Environmental Impacts of a Desalination Facility Proposed for Tampa, Florida
Alan F. Blumberg, Sean O’Neil and B. Nicholas Kim
The environmental effects of a waste brine plume from a proposed water desalination facility located at Tampa Bay, Florida are addressed through an analysis based on sophisticated three-dimensional hydrodynamic models. The study was separated into two parts: the first part established a base set of physical characteristics such as circulation patterns, temperature and salinity which were corroborated with an extensive set of water quality data; then a design scenario was constructed which included an addition of a desalination facility waste brine plume. The waste brine is mixed with an existing temperature-elevated discharge resulting from a power plant cooling water operation. The first part of the study calibrates and validates the model and provides a base for comparison, while the second part allows for the examination of the differences of the physical variables with and without the waste brine stream.
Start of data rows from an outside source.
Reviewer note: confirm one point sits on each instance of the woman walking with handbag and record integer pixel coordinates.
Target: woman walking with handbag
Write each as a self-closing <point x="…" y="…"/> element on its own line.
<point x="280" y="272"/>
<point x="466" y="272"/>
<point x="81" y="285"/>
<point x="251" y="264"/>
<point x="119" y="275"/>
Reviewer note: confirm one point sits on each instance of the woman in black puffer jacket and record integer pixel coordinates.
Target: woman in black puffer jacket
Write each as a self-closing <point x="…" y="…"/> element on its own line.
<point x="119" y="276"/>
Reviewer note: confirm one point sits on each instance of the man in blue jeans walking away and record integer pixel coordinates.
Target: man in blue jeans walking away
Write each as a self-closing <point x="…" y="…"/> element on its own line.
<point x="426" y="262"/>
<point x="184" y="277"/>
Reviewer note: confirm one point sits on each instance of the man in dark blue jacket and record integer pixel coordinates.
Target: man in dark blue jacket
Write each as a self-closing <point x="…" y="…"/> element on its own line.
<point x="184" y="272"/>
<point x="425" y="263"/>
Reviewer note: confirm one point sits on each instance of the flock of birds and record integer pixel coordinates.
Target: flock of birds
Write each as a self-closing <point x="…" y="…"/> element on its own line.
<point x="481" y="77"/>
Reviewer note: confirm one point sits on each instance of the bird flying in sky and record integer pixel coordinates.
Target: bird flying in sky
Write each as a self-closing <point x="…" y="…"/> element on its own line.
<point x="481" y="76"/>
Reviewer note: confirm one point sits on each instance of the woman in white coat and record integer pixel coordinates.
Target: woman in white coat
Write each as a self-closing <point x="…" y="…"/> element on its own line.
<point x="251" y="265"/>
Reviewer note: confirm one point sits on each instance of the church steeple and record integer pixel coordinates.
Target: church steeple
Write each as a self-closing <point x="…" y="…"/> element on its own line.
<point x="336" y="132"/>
Each scenario was run for a two-year simulation period which provided detailed set of time series and statistics of the temperature, salinity and dissolved oxygen saturation as well as their differences between the two scenarios. Analyses of the results indicates that the only region where any detectable change due to the desalination facility operation is in the immediate vicinity of the waste brine outfall itself. Long-term effects of an elevated salinity plume on the overall salinity in Tampa Bay were addressed by running the model for an additional seven years to achieve steady state. An examination of the model results revealed no significant increase in salinity or temperature. The modeling and data analyses presented herein are quite specific to the Tampa Bay setting; however, the model itself is physically comprehensive and the data quality control procedures are robust. Both are easily adapted to other regions and new sets of observations.